Jun 13 16:36:23 odh tomcat8[13802]:  * Starting Tomcat servlet engine tomcat8
Jun 13 16:36:28 odh tomcat8[13802]:    ...done.
Jun 13 16:36:28 odh systemd[1]: Started LSB: Start Tomcat..

If you do not use systemd, the command will have a different output:

~$ service tomcat8 status
[ ok ] Tomcat servlet engine is running with pid 11357.

From a browser you should connect to https://localhost:8080/ (replace localhost this the URL or IP where your application server is located) and see the following page:

../../_images/tomcatOK.png

Figure 34 The tomcat8 default landing page.

If tomcat is not running, start it using the following command, then entering your password.

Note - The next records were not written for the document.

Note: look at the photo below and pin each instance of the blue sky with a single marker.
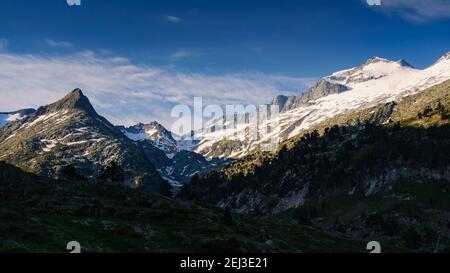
(150, 55)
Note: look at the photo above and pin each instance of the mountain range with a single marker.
(376, 81)
(362, 155)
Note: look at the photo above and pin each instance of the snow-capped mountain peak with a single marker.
(9, 117)
(374, 69)
(444, 59)
(378, 80)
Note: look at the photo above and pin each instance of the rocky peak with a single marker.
(74, 100)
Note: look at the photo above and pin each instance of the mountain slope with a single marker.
(171, 158)
(70, 132)
(377, 81)
(42, 215)
(381, 172)
(154, 132)
(9, 117)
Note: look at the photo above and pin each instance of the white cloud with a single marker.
(54, 43)
(127, 93)
(173, 19)
(418, 10)
(3, 44)
(181, 54)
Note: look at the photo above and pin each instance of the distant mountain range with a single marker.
(362, 155)
(70, 132)
(378, 80)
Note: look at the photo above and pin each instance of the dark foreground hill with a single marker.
(41, 215)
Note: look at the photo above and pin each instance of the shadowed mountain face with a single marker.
(70, 132)
(381, 173)
(42, 215)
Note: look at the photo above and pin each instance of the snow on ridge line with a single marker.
(383, 82)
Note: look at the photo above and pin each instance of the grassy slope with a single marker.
(42, 216)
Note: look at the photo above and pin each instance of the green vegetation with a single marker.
(41, 215)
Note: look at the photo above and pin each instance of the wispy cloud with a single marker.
(181, 54)
(173, 19)
(54, 43)
(127, 93)
(3, 44)
(418, 10)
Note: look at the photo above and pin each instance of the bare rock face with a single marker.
(70, 132)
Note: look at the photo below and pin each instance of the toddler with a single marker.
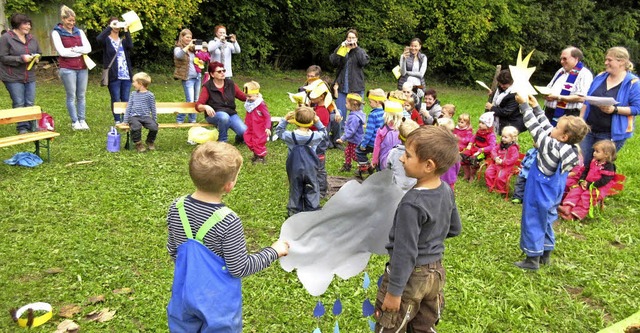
(463, 131)
(258, 121)
(451, 176)
(354, 129)
(387, 136)
(393, 160)
(302, 161)
(374, 122)
(484, 141)
(505, 157)
(594, 183)
(141, 112)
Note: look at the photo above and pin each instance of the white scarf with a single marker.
(250, 106)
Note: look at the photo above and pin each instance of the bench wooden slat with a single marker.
(28, 137)
(12, 116)
(161, 107)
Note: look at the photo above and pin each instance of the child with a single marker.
(505, 157)
(387, 136)
(393, 160)
(463, 131)
(484, 141)
(374, 122)
(258, 121)
(141, 112)
(302, 161)
(557, 154)
(594, 183)
(217, 267)
(451, 176)
(525, 166)
(448, 111)
(410, 295)
(354, 129)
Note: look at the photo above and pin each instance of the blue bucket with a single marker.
(113, 140)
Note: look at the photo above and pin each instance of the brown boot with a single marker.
(140, 147)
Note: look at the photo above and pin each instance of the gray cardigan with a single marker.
(12, 67)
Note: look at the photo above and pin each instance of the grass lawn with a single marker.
(69, 232)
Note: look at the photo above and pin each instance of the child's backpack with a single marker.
(46, 123)
(205, 297)
(301, 158)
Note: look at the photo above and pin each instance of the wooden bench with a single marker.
(162, 108)
(32, 114)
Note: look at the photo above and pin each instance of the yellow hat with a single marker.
(355, 97)
(392, 107)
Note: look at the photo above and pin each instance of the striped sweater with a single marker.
(225, 239)
(551, 152)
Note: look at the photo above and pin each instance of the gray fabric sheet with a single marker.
(340, 238)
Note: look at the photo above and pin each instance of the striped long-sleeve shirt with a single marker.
(141, 104)
(551, 152)
(225, 239)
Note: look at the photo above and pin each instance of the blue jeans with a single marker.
(224, 121)
(590, 139)
(119, 91)
(22, 94)
(75, 85)
(191, 93)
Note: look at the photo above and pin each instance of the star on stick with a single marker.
(521, 75)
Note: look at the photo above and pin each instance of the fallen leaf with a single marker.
(69, 310)
(101, 316)
(122, 291)
(96, 299)
(68, 326)
(54, 270)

~$ sudo service tomcat8 start
[sudo] password for odh:

You can check again if tomcat is running with the command service tomcat8 status.

  1. How do I check the port on which a service is listening?

You can use the netstat command line utility, like this:

~# netstat -plnt4
Active Internet connections (only servers)
Proto Recv-Q Send-Q Local Address           Foreign Address         State       PID/Program name
tcp        0      0 0.0.0.0:5432              0.0.0.0:*               LISTEN      2427/postgresql
tcp        0      0 0.0.0.0:22              0.0.0.0:*               LISTEN      2719/sshd
tcp        0      0 127.0.0.1:8080            0.0.0.0:*               LISTEN      2863/tomcat8

Make sure that at least ports 8080 and 5432 are present (tomcat and postgres respectively) in the Local Address.

It is suggested to run this command as superuser, because otherwise not all information is present.